Dan Bunten and M.U.L.E.  - evo_9
http://www.filfre.net/2013/02/dan-bunten-and-m-u-l-e/
======
burmask
It's fun to compete with two or four friends. Typically everyone fights and
there's little progress made by anyone. I think it's interesting to control
the market and see how many collective points can be achieved by all players.

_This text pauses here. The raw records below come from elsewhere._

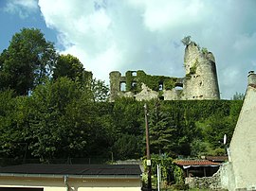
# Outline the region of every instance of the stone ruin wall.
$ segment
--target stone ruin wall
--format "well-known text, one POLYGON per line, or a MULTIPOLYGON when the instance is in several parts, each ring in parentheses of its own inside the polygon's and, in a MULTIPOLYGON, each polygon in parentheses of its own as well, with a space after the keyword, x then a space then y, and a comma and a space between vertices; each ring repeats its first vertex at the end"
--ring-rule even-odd
POLYGON ((175 82, 172 89, 166 89, 165 84, 158 81, 158 90, 152 90, 146 84, 141 83, 139 92, 131 91, 130 89, 121 90, 121 84, 126 83, 126 86, 129 87, 132 85, 127 83, 140 84, 137 73, 143 71, 128 71, 125 76, 121 76, 118 71, 111 72, 109 75, 110 101, 115 101, 119 96, 134 97, 136 100, 153 98, 163 100, 220 98, 215 60, 212 53, 202 53, 196 43, 191 43, 185 49, 184 66, 186 76, 184 78, 174 78, 175 82), (135 74, 135 76, 130 77, 129 74, 135 74), (132 78, 133 82, 128 80, 128 78, 132 78))

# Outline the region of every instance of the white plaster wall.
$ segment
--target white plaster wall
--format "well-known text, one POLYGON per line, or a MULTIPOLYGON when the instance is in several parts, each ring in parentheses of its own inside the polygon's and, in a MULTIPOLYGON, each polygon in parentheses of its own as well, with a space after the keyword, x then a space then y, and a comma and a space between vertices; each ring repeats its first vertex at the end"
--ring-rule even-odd
POLYGON ((256 89, 247 87, 230 143, 236 188, 256 187, 256 89))
MULTIPOLYGON (((139 179, 68 179, 70 191, 141 190, 139 179)), ((0 177, 0 187, 33 187, 44 191, 66 191, 64 179, 0 177)))

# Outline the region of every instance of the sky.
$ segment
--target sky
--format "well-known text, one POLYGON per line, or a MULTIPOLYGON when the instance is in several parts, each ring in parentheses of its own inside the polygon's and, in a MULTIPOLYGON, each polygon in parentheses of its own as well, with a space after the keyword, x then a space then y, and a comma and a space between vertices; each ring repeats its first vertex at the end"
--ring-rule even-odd
POLYGON ((245 94, 256 71, 256 0, 0 0, 0 52, 23 27, 41 29, 94 78, 144 70, 185 76, 181 39, 213 53, 221 98, 245 94))

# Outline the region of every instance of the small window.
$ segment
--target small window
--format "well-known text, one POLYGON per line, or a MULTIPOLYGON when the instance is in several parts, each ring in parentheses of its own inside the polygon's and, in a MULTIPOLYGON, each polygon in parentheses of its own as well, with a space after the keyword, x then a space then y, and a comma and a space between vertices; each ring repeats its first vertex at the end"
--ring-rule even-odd
POLYGON ((159 91, 162 91, 163 90, 163 82, 160 82, 159 83, 158 90, 159 91))
POLYGON ((126 91, 126 83, 125 82, 120 82, 120 91, 125 92, 126 91))
POLYGON ((136 88, 137 87, 137 82, 136 81, 133 81, 132 82, 132 88, 136 88))

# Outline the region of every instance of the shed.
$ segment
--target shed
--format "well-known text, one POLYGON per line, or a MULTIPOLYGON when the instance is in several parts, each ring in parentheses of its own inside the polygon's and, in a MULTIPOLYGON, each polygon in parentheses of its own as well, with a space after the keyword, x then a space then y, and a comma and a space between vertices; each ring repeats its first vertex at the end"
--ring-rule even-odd
POLYGON ((27 164, 0 167, 0 191, 141 190, 138 165, 27 164))
POLYGON ((210 177, 221 165, 209 160, 176 160, 174 163, 182 167, 185 177, 210 177))

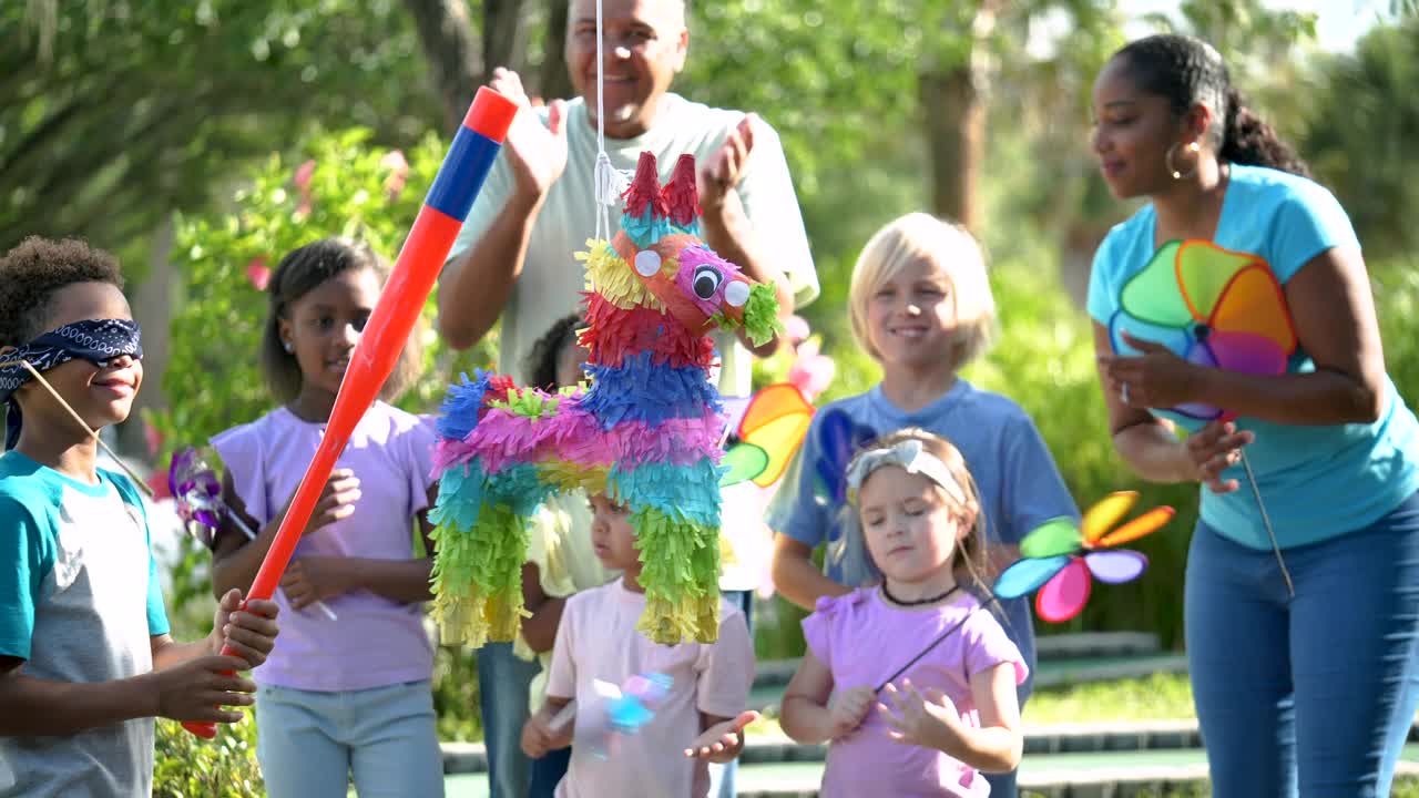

Playing all four players cooperatively, I choose plot installations based on
maximizing the plot of land, not out of necessity. I shared food and energy so
all four players had some, every turn. Smithore was used to create mules, so I
would grab mules, without installations, and drop them in the middle of no
where to drive the price up. I can remember in one turn with four players, I
could drop a whole pen of 15 mules. Naturally, since I owned all the Smithore
and drove the price up, it payed well every turn. Crystite, however, is tricky
to figure. I could never determine what drives the price fluctuations with
Crystite. Seemed to be random.

Best part of the game, is the auction view. Cool UI. Buyers on the bottom and
seller on the top. Moving up and down changes the price as the auction timer
ticks away. Every turn, there's a lot of action in the auctions depending on
the type of play going on, needs of the other players, and prices of the
commodities being traded.

As +fidotron states, it is profoundly brilliant. Please check it out.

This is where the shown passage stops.